D’abord la peur: Peur de quoi , on ne sait pas trop, mais c’est un puissant moteur pour ne rien faire, la peur paralyse ou fait fuir à toutes jambes. C’est sans doute le point principal qui fait qu’une application fonctionne ou pas, le parcours du mobinaute demande à être analysé étape par étape et tous les signaux grands ou petits qu’il reçoit doivent faire l’objet d’une attention sans faille, un écart par rapport au parcours attendu et c’est l’abandon, il n’ y a pas ou plus d’application sur le téléphone. Et beaucoup de peur potentiellement pour des applis engageantes comme une appli ou on va s’engager à réserver, à payer, à réagir , à donner un avis comme c’est le cas pour réserver un moto taxi . Et bien sûr moins de peur pour une appli météo, géolocalisation, horaire de train , de bus  ou d’avion, ou musique ou encore jeu pour lesquelles l’engagement est bien moins marqué. Comme pour monter sur la moto , il faut se sentir en confiance, en sécurité, c’est le premier critère du métier. Et c’est aussi vrai pour toute démarche commerciale et l’appli cristallise cette démarche commerciale. Tout se passe comme si le mobinaute avait en face de lui un commercial qui essaie de lui vendre son service, et la première chose à vendre c’est la sécurité. On voit aussi que l’environnement téléphone est plus anxiogène que l’ordinateur, par exemple on ne craint pas d’ouvrir la page web de son compte bancaire sur l’ordinateur mais moins sur l’appli correspondante sur son téléphone, pourtant plus ergonomique. De ce point de vue il est intéressant de voir comment sont accueillies les applis de compagnies d’assurances dont le premier métier est d’apporter de la sécurité.

Autre écueil à ne surtout pas provoquer, la Colère. Comme dans le film Vice Versa où Colère explose littéralement quand elle est confrontée à une imperfection ou une injustice, la patience n’est pas son fort. Et on sait que face à  son téléphone qui rame , la réaction est énervée plus vite que dans tout autre situation de la vie courante. Il faut donc une navigation fluide et rapide ce qui est quelque peu contradictoire avec un parcours sécurisé, plus long mais qui traite mieux la peur comme on l’a vu.

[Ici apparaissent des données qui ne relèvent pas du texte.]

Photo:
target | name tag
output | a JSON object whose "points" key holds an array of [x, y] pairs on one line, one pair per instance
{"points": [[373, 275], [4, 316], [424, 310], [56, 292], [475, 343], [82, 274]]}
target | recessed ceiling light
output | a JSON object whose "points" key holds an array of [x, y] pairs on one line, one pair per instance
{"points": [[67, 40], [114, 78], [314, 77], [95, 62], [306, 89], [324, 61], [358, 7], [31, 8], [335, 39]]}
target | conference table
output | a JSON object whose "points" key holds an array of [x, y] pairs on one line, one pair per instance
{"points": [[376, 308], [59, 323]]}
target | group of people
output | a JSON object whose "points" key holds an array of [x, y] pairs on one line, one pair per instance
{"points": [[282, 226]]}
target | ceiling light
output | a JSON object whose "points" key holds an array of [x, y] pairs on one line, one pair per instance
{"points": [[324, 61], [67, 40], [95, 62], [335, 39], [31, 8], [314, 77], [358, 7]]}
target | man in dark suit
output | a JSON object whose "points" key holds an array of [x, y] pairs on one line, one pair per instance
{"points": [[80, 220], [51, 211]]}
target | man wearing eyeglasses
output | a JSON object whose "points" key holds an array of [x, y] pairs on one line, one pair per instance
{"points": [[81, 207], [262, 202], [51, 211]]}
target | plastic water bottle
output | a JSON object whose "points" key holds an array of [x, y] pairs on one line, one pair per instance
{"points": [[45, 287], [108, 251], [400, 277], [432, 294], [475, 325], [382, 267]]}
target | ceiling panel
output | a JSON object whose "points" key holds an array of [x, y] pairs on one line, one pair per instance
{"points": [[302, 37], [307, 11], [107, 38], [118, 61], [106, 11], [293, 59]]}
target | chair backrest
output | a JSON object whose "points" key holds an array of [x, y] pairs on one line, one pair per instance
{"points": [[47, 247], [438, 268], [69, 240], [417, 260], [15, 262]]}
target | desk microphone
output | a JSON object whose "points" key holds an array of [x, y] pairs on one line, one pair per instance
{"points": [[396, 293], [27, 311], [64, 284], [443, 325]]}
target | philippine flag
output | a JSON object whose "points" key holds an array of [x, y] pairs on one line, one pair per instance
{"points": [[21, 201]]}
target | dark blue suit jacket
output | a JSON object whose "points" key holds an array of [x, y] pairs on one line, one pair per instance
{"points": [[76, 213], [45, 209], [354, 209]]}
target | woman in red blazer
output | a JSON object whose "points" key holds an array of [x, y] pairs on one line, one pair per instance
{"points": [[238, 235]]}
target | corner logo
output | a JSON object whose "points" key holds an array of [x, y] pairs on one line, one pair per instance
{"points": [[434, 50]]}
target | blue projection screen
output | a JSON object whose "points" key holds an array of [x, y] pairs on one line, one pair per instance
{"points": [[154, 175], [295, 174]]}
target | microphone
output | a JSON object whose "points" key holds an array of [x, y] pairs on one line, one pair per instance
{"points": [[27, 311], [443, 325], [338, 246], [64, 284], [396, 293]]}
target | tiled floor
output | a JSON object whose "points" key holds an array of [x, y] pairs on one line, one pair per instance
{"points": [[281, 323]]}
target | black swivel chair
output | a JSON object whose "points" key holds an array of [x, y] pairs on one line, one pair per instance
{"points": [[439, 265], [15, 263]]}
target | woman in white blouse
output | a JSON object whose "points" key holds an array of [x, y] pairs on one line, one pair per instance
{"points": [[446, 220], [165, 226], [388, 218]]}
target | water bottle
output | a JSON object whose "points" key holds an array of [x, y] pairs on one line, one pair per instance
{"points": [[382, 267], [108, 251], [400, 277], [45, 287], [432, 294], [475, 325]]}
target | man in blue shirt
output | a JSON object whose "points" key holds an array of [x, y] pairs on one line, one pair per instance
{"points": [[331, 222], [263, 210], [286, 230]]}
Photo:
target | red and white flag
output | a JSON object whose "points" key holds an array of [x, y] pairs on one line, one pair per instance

A ne pas susciter non plus, le Dégoût, ce serait une faute de goût éliminatoire mais la panoplie des outils à disposition des développeurs et leur savoir-faire permettent d’éviter facilement cet inconvénient.

Autre acteur, Tristesse: Aucune des autres émotions ne comprend réellement le rôle de Tristesse. Elle aimerait bien être plus optimiste et plus utile au bonheur , mais elle a énormément de mal à se montrer positive. Pour elle, le mieux à faire est de se coucher par terre et de pleurer un bon coup. Pour notre appli, il ne faut surtout pas lui donner de prise. Il y a un coté ludique à conserver pour faire pencher la balance du coté de la Joie qui pousse à agir et pas du coté de la Tristesse qui pousse à renoncer.

 

Enfin le personnage clé, Joie, celui qui contre tous et malgré tout, fait avancer, fait que la négociation surmontera tous les écueils et les “oui mais” de ses malgré tout amis. Et qu’aboutira car la seule issue acceptable est comme dans un bon film: une Happy end. Pour nous, dans notre appli moto taxi, plus que la Joie, c’est la satisfaction de réussir dans toutes ses entreprises dans lesquelles on se lance. L’appli doit valoriser cette réussite à toutes les étapes , encourager à continuer, être drôle tout en étant ” pro”, inciter à partager avec ses amis, baliser à chaque moment pour rester dans le positif, toujours, avoir le langage le plus cohérent mais aussi le plus pittoresque, par exemple un message “C’est tout bon!” vaut mieux que “Votre demande a été traitée avec succès”. Ce serait bien que cette appli soit enfin la  bonne, et qu’on n’ait pas à attendre la nouvelle génération des “teenagers” d’aujourd’hui qui sont eux encore beaucoup plus fort en androïd/ios qu’en français, pourquoi pas même leur faire tester des versions béta pour faire ressortir les meilleures options.